Uns Kindern blieb das Verhältnis meines Vaters zu anderen Frauen nicht verborgen, das, sagen wir mal, ein sehr offenes war, was Mama natürlich nicht sonderlich gefiel. So hatte er beispielsweise ein paar Monate lang eine Frau Schwarz als Sekretärin, mit der er sich gerne in sein Arbeitszimmer einschloss, um ihr ungestört »diktieren« zu können. Eines Tages verschwand Frau Schwarz unter dem verbalen Donnerwetter meiner Mutter aus der Wohnung und ward nie mehr gesehen.

Meine kleine Kinderseele litt unendlich, als ich den Selbstmordversuch meiner geliebten Mutter durch Gespräche um mich herum langsam zu verstehen begann. Ich war heilfroh, als sie nach ein paar Tagen wieder in ihrem Atelier saß und malte. Wir haben über ihre Verzweiflungstat nie ein Wort gesprochen. Diese Kraft, egal was geschah, ein »Alles ist wieder gut« ausstrahlen zu können, habe ich an ihr immer bewundert. Ich habe das auch gerne und immer sehr schnell geglaubt.

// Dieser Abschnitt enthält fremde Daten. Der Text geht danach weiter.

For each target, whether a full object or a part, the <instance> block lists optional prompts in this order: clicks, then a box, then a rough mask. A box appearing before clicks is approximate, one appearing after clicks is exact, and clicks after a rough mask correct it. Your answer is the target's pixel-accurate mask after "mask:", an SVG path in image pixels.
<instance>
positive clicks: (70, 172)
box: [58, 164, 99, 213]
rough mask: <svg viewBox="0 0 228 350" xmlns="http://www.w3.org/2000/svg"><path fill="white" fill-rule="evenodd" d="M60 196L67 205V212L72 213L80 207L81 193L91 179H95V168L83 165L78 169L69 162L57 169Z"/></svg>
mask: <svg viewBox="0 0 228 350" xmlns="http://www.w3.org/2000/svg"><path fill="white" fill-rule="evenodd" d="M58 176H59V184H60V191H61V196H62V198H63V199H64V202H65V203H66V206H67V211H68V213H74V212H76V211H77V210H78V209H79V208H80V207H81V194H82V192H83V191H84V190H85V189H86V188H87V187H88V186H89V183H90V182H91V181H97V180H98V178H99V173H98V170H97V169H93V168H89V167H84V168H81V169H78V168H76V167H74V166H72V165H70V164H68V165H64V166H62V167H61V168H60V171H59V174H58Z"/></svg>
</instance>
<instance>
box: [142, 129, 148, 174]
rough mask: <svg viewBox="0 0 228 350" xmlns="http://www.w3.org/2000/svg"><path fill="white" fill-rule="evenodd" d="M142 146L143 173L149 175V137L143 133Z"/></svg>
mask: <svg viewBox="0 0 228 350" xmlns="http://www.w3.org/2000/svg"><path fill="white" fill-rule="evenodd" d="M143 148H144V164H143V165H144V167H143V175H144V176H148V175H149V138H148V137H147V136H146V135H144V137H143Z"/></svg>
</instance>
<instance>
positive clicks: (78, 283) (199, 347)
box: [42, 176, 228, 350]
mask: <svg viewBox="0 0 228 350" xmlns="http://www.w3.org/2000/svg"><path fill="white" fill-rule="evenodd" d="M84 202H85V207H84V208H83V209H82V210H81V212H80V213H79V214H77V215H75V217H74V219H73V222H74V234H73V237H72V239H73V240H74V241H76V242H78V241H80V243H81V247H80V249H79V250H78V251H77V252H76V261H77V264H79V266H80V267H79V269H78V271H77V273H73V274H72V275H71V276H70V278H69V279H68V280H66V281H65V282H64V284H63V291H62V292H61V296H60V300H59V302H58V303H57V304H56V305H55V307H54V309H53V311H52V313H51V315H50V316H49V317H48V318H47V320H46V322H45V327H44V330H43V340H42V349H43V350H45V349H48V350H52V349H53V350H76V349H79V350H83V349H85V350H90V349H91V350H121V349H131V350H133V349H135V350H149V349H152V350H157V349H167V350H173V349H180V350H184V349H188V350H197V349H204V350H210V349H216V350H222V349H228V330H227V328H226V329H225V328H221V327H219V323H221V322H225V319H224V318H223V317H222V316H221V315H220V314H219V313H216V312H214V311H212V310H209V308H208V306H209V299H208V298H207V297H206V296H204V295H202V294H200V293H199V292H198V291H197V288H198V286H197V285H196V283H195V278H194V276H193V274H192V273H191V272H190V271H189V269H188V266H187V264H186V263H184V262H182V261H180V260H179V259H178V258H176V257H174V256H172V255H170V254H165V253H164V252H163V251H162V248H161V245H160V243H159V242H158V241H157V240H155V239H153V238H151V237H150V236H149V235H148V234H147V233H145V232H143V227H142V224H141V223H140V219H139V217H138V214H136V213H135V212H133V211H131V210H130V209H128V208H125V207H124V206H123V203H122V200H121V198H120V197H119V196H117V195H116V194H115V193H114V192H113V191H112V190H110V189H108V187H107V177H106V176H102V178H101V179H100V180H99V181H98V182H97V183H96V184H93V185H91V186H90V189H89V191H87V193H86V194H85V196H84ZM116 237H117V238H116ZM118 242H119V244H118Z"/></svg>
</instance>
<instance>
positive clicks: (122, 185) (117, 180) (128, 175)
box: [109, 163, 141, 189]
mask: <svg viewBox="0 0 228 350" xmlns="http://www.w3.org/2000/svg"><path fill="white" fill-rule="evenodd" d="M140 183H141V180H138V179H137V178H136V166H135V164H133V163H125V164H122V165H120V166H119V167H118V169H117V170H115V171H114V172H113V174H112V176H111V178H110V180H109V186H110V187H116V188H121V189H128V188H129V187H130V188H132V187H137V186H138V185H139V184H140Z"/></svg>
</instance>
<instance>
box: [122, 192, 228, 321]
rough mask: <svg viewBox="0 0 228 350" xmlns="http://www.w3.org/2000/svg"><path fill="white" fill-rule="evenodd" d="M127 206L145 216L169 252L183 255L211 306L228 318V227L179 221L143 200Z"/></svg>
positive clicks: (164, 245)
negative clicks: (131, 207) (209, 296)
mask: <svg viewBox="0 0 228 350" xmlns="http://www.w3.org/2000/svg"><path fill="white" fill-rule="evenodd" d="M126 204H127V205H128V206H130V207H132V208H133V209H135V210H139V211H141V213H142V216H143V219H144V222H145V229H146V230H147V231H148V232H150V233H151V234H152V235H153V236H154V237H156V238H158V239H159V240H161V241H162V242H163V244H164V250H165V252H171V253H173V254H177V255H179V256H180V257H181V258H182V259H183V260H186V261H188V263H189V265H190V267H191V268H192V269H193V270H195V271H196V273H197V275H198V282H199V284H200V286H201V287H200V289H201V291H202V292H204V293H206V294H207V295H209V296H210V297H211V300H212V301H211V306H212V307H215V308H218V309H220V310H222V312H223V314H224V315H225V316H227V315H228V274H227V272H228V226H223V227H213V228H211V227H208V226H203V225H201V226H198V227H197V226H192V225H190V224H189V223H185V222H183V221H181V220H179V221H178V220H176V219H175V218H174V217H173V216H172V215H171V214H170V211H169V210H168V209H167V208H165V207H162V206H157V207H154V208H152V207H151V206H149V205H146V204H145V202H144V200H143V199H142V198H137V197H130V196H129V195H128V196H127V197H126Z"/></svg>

Ich liebe meine Mutter und hänge furchtbar an ihr, auch jetzt, oder besser: gerade jetzt, selbstverständlich ohne ihr das andauernd zu zeigen. Schließlich ist man ja ein Junge! Es gab aber Zeiten, in denen ich meine Zuneigung sehr deutlich demonstrierte. Wenn wir zum Beispiel auf der Straße spazieren gingen, geschah es des Öfteren, dass Kinder und auch Erwachsene ihr nachriefen:

»Guck mal, ist die aber fett!«

Ich regte mich dann immer sehr auf, obwohl Mama versuchte, mich zu beruhigen. Trotzdem lief ich meistens zu den Lästerern hin und schrie: »Meine Mama is nicht fett, sie is vollslank

Das hatte mir Oma mal so erklärt. Meist lachten die Leute, und ich war unglücklich. Vielleicht lachten sie auch über meine hohe Operettenstimme oder meinen kleinen Sprachfehler, den ich durch einen nach vorne ragenden Vorderzahn hatte.

Einmal ging so ein Kerl auf meine Mutter zu und brüllte ihr mitten ins Gesicht, sie sei selbst schuld und solle nicht so viel fressen. Da bekam ich einen hysterischen Anfall und trat ihm voll in die Eier.